Анна подняла руки, как будто сама стояла в резервуаре и ждала чего-то.
— И вот появляется крохотный ручеек. Он течет по полу. Словно там, наверху, кого-то ранили, и у него из раны сочится кровь. Вдруг слышится гром! А может, это просто проехал грузовик?
Теперь она говорила немного быстрее, но поза ее была по-прежнему спокойна.
— А сейчас вода уже течет со всех сторон. По всем желобам вливаются все новые струйки — как тонкие шнурки или маленькие змейки табачного цвета. Они движутся, сплетаются друг с другом и наконец образуют как бы один могучий мускул. Вода катится по гладкому замусоренному полу. Отовсюду — с севера и с юга, с других улиц — мчатся потоки воды и сливаются в единый бурлящий водоворот. И вода поднимается, постепенно заливая две небольшие пересохшие ниши, о которых я тебе говорила, постепенно окружает этих двоих, мужчину и женщину — те лежат там, как японские цветки.
Она медленно соединила ладони и переплела пальцы.

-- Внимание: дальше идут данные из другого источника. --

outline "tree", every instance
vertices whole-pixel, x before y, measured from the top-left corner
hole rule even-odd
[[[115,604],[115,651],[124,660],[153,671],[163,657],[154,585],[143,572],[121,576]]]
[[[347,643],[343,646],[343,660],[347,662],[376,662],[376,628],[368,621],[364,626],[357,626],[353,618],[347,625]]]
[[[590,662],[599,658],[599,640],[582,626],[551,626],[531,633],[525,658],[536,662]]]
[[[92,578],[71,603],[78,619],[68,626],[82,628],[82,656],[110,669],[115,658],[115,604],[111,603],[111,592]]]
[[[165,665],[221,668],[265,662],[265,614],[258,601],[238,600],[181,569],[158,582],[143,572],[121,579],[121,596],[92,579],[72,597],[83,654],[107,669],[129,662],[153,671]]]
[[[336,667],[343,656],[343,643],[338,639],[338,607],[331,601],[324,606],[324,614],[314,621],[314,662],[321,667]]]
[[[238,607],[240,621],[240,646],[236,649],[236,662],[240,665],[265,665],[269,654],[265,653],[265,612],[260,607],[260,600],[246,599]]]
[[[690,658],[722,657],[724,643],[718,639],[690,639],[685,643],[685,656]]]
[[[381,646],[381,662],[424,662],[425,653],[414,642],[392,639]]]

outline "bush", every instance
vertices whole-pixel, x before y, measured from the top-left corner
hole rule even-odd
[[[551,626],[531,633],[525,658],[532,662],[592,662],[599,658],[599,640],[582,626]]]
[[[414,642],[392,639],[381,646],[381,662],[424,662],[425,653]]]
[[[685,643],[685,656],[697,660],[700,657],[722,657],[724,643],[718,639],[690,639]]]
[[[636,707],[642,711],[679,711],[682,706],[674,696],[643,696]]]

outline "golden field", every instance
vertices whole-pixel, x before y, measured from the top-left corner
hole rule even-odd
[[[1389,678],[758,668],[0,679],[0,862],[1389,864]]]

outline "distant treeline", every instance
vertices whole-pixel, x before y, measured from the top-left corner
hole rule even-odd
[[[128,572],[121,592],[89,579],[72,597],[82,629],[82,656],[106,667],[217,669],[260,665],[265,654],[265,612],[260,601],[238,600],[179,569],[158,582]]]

— Влага проникает в них. Сначала вода, приподняв, слегка шевелит кисть женщины. Это пока единственная живая часть ее тела. Затем поднимается вся рука и одна нога. Ее волосы... — Анна тронула свои волосы, лежащие у нее на плечах, — ...расплетаются и раскрываются, словно цветок в воде. Сомкнутые голубые веки...
В комнате стало темнее, Джулиет продолжала вышивать, а Анна все говорила о своих видениях. Она рассказывала, как вода, поднимаясь, захватила и развернула женщину, как ее тело, напитавшись влагой, расправилось, и она встала в полный рост.
— Вода небезразлична к этой женщине и позволяет делать то, чего ей хочется. Женщина, после того как столько времени пролежала неподвижно, готова опять жить, и вода хочет, чтобы она ожила. А где-то в другом месте мужчина так же поднялся в воде...
Анна рассказывала об этом и о том, как поток, медленно кружа, нес его и ее, пока они не встретились.
— Вода открывает им глаза. Теперь они могут смотреть, но пока не видят друг друга. Они плывут рядом, еще не соприкасаясь. — Анна, закрыв глаза, слегка повернула голову. — Они смотрят друг на друга. Их тела светятся, как будто фосфоресцируют. Они улыбаются... Вот-их руки коснулись.
Наконец Джулиет отложила свое шитье и пристально посмотрела на сестру.
— Анна!
— Поток соединяет их. Они плывут вместе. Это совершенная любовь, где нет места для собственного "я", где существуют только два тела, подхваченные водой, которая их омывает и очищает. Здесь нет места для порока.
— Анна! Нехорошо говорить такие вещи! — воскликнула ее сестра.